Investigators prepare for Ken Paxton's impeachment trial
Property purchases from Hawaii to Florida are reportedly among the many transactions that investigators are examining to prepare for the September impeachment trial of suspended Texas Attorney General Ken Paxton.
Why it matters: Paxton is the third state official in Texas history to be impeached. His future as an elected official now rests with the Texas Senate.
Catch up fast: The allegations against the Republican politician from McKinney include bribery, obstruction of justice and abuse of public trust. He has denied any wrongdoing.
- The GOP-dominated Texas House voted to impeach Paxton in late May, and he was immediately suspended from office. His Senate trial is slated for Sept. 5.
What's new: Investigators for the Texas House are looking into nearly $3.5 million that Paxton, his wife, state Sen. Angela Paxton, and a family trust spent on six properties across the U.S. from July 2021 to April 2022, per the Wall Street Journal.
- Paxton's annual salary was $153,750, and his wife earned $7,200 a year as a senator, along with some per diem payments every other year.
- Paxton's defense attorney has said that his client will not testify at the trial, though the Senate could try to force him to, per the Texas Tribune.
- Lt. Gov. Dan Patrick, who will preside over the trial, this week issued a wide-ranging gag order, saying "out of court statements" by both sides could jeopardize the trial.

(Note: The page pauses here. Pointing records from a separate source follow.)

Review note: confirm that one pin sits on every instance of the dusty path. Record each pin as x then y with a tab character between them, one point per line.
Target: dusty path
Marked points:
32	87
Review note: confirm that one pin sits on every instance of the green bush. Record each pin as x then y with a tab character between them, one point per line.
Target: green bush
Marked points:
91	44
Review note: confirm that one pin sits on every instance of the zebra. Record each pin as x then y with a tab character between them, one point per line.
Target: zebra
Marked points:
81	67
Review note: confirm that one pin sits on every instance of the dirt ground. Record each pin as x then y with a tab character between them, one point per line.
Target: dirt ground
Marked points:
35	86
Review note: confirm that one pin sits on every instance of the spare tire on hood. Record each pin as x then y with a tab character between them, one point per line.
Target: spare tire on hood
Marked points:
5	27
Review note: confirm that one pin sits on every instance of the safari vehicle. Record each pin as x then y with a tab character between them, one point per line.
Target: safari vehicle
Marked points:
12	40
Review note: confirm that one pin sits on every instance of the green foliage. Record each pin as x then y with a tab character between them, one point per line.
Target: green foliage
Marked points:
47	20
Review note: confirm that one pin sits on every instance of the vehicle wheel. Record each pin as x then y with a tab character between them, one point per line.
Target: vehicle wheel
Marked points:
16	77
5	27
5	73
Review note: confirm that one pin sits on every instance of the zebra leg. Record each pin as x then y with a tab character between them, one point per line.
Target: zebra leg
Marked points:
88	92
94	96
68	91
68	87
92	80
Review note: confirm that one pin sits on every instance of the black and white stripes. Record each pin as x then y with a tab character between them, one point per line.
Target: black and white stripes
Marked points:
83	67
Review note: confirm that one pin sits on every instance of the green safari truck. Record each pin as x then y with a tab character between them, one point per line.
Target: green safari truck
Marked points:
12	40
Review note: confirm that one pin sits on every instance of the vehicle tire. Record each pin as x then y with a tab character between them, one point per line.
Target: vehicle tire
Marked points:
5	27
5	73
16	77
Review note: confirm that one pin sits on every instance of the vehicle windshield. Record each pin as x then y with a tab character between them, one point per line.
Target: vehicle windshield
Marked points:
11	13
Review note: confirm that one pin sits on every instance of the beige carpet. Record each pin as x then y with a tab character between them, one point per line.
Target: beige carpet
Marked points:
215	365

Zoom in: Angela Paxton is chair of the Senate's Republican caucus, but she is stepping away from the role until her husband's trial ends and won't be part of the deliberations, per the Houston Chronicle.
Meanwhile: Ken Paxton received $1.7 million in contributions in June, his latest fundraising report shows.

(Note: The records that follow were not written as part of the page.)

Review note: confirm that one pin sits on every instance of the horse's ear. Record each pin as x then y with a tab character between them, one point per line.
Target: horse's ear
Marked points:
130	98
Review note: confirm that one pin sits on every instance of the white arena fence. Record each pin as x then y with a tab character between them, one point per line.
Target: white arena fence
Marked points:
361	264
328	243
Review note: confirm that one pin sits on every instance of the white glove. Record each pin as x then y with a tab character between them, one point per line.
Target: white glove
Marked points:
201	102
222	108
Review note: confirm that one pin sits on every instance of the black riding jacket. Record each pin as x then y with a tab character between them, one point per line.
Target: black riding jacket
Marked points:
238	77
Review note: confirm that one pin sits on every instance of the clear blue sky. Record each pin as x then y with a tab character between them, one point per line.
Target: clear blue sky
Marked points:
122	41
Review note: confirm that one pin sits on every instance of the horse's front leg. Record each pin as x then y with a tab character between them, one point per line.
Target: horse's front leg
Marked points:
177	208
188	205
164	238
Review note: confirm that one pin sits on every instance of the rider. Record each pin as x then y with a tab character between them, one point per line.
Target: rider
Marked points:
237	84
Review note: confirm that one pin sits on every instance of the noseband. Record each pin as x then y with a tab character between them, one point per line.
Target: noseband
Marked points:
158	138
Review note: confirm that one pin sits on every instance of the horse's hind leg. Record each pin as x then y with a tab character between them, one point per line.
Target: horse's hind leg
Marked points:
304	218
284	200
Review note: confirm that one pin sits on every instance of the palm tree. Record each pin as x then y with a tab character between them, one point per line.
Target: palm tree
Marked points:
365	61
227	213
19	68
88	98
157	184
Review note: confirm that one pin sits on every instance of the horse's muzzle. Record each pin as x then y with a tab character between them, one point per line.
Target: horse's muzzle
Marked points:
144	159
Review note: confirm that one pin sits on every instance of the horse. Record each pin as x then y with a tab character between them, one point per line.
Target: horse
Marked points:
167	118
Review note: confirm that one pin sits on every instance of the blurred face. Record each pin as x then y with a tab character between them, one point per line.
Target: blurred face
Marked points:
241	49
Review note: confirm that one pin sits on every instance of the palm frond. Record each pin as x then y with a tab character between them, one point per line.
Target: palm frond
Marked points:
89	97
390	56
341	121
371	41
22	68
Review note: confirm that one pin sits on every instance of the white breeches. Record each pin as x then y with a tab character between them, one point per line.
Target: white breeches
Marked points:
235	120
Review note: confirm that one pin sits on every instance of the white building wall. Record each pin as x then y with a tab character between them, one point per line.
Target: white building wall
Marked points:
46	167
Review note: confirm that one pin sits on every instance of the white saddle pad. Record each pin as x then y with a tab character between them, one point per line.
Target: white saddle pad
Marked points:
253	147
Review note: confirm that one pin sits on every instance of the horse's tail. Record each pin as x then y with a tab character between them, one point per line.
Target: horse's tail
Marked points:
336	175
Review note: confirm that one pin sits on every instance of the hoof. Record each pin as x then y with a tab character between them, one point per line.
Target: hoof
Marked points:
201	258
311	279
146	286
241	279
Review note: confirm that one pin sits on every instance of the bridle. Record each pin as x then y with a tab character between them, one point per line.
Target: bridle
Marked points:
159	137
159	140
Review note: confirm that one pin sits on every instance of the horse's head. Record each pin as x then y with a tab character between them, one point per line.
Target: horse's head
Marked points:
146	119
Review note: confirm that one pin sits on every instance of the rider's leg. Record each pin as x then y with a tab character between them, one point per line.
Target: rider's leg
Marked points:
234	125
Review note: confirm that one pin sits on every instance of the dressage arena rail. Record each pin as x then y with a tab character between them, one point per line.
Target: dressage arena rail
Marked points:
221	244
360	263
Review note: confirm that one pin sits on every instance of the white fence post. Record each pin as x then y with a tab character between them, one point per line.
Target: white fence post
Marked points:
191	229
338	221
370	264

- A pro-Paxton group that's campaigning against his impeachment gave Patrick's campaign $3 million in loans and donations last month, per the Texas Tribune.
Of note: Ken Paxton's attorney and Angela Paxton's campaign did not respond to Axios' requests for comment on Wednesday.
What's next: Votes from two-thirds of the Senate, where Republicans hold a 19-12 majority, will be needed to permanently remove Paxton from office.
- John Scott, a longtime Fort Worth lawyer and former Texas secretary of state, served as interim attorney general but stepped down earlier this month. Gov. Greg Abbott appointed his deputy chief of staff, Angela Colmenero, to the position on July 10.
Editor’s note: This story has been corrected to reflect that John Scott stepped down as interim attorney general and was replaced by Angela Colmenero.